What you’ll see
A reverse-chronological list of error events. Each row carries:- A timestamp in server time.
- The domain or vhost where the error fired.
- The level:
[error],[warn],[notice]. - The message itself, often with file path and line number.
| Pattern | Usually means |
|---|---|
PHP Fatal error: Uncaught ... in /home/user/public_html/... | Your code crashed. The line number points at the exact spot. |
File does not exist: /home/user/public_html/wp-content/uploads/... | A 404 on a missing image or asset. Loud but rarely fatal. |
client denied by server configuration | An .htaccess rule blocked the request. Useful when debugging WAF rules. |
Premature end of script headers | A CGI/PHP script crashed before sending a response. The next entry in the log usually has the actual error. |
Permission denied: ... .htaccess pcfg_openfile | The webserver can’t read an .htaccess. Almost always a chmod problem. |
What it’s good for
- Reproducing a 500. Trigger the page, refresh the error log, the new line at the top is your error.

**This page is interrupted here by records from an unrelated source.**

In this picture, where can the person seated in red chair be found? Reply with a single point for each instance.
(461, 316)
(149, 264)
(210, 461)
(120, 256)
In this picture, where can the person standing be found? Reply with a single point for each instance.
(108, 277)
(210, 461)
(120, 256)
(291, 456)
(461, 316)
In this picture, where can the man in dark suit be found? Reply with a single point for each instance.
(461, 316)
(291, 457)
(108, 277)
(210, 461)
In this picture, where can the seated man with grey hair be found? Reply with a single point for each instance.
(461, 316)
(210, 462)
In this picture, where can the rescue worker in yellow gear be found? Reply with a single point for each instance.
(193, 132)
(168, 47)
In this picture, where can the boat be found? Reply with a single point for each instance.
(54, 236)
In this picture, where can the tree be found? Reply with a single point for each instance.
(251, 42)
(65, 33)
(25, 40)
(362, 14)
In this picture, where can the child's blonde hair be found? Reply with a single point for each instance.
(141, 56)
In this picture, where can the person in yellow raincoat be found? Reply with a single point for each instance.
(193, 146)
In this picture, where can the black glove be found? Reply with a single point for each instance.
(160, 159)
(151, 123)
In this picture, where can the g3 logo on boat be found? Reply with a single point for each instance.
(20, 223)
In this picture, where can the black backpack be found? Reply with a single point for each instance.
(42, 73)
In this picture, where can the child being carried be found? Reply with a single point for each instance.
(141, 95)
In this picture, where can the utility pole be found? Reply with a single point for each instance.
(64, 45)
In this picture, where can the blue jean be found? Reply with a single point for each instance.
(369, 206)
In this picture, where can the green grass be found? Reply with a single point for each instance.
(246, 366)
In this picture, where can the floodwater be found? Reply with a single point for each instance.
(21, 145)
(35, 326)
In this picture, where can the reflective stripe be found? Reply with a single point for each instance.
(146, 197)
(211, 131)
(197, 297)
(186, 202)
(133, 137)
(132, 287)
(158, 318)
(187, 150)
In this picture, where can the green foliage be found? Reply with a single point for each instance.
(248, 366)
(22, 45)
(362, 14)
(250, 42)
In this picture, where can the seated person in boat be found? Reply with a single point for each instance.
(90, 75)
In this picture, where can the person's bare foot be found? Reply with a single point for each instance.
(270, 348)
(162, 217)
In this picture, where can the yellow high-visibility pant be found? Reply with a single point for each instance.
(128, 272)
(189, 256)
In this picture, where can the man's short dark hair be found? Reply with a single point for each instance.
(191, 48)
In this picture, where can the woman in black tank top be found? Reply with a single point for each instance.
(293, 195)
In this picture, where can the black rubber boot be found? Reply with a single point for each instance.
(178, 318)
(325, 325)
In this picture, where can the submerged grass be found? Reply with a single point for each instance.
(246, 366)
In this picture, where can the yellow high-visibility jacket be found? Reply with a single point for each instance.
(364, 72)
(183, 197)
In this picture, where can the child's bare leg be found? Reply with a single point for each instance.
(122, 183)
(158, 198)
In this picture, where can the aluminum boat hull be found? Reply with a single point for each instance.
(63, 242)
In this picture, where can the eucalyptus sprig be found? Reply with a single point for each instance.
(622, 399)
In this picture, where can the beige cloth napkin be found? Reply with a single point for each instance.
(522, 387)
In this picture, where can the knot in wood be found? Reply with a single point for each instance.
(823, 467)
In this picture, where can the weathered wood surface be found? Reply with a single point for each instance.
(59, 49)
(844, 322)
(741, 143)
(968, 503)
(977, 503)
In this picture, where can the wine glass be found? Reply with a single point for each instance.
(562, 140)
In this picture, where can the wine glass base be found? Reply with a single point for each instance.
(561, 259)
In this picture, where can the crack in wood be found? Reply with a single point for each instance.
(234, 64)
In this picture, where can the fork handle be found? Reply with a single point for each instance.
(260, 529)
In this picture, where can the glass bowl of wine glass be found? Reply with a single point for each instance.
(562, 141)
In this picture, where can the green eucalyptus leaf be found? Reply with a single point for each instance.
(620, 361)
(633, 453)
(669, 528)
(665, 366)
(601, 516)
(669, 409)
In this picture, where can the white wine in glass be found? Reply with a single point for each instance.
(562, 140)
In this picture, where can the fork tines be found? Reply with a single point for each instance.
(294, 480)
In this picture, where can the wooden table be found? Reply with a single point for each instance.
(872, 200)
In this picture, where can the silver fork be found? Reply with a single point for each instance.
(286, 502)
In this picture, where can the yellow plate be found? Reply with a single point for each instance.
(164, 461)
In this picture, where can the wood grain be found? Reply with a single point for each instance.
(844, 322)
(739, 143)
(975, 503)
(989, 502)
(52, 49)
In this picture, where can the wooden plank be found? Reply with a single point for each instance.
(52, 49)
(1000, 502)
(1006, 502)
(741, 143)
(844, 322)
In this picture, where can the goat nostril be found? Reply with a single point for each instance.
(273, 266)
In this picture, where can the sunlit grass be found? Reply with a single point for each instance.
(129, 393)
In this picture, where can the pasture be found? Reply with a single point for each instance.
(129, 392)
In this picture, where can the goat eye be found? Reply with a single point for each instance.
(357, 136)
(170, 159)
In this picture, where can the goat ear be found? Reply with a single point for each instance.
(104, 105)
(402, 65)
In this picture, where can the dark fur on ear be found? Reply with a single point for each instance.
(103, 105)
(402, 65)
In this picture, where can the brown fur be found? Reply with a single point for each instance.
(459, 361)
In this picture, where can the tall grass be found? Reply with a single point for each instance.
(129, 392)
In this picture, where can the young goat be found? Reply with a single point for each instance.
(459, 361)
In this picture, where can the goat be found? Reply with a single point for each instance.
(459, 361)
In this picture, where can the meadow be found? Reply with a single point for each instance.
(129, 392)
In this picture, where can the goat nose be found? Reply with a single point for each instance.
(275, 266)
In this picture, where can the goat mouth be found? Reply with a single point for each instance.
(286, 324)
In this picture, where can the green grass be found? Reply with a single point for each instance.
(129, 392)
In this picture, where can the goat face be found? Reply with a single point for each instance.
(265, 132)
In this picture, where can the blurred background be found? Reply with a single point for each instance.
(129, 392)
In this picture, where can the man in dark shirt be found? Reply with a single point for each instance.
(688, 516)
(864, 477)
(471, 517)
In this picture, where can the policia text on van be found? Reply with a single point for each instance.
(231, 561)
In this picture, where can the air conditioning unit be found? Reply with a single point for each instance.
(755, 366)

- Catching warnings WordPress is hiding. Many themes display a clean page on the front end while quietly logging deprecation notices.
- Sanity-checking after a deploy. Push, hit the site, check the log. If new errors appear, roll back.
What it’s not
- Not the access log. Successful requests don’t appear here. For traffic, use Visitors.
- Not the mail log. SMTP failures live in Track Delivery.
- Not exhaustive. Past the 300th line, older errors fall off. For longer history, configure log archiving in Raw Access or open a ticket.
Common issues
The error log is empty but the site shows 500
The error log is empty but the site shows 500
Check that
display_errors and log_errors are both on in PHP. If a custom error_log path is set in your .htaccess or .user.ini, errors are going there instead. Also check for a wp-content/debug.log if you’re on WordPress with WP_DEBUG_LOG = true.I see thousands of 'File does not exist' lines for /favicon.ico
I see thousands of 'File does not exist' lines for /favicon.ico
Browsers automatically request
/favicon.ico on every page. Add a 1×1 transparent PNG at that path or set a 404-pass rule in .htaccess. The errors are noise but they crowd out the ones you care about.Errors mention a path I don't recognise (mod_security)
Errors mention a path I don't recognise (mod_security)
Our ModSecurity WAF logs blocked requests here. If a legitimate request is being denied, the message includes a rule ID. Quote that ID to support and we can whitelist it.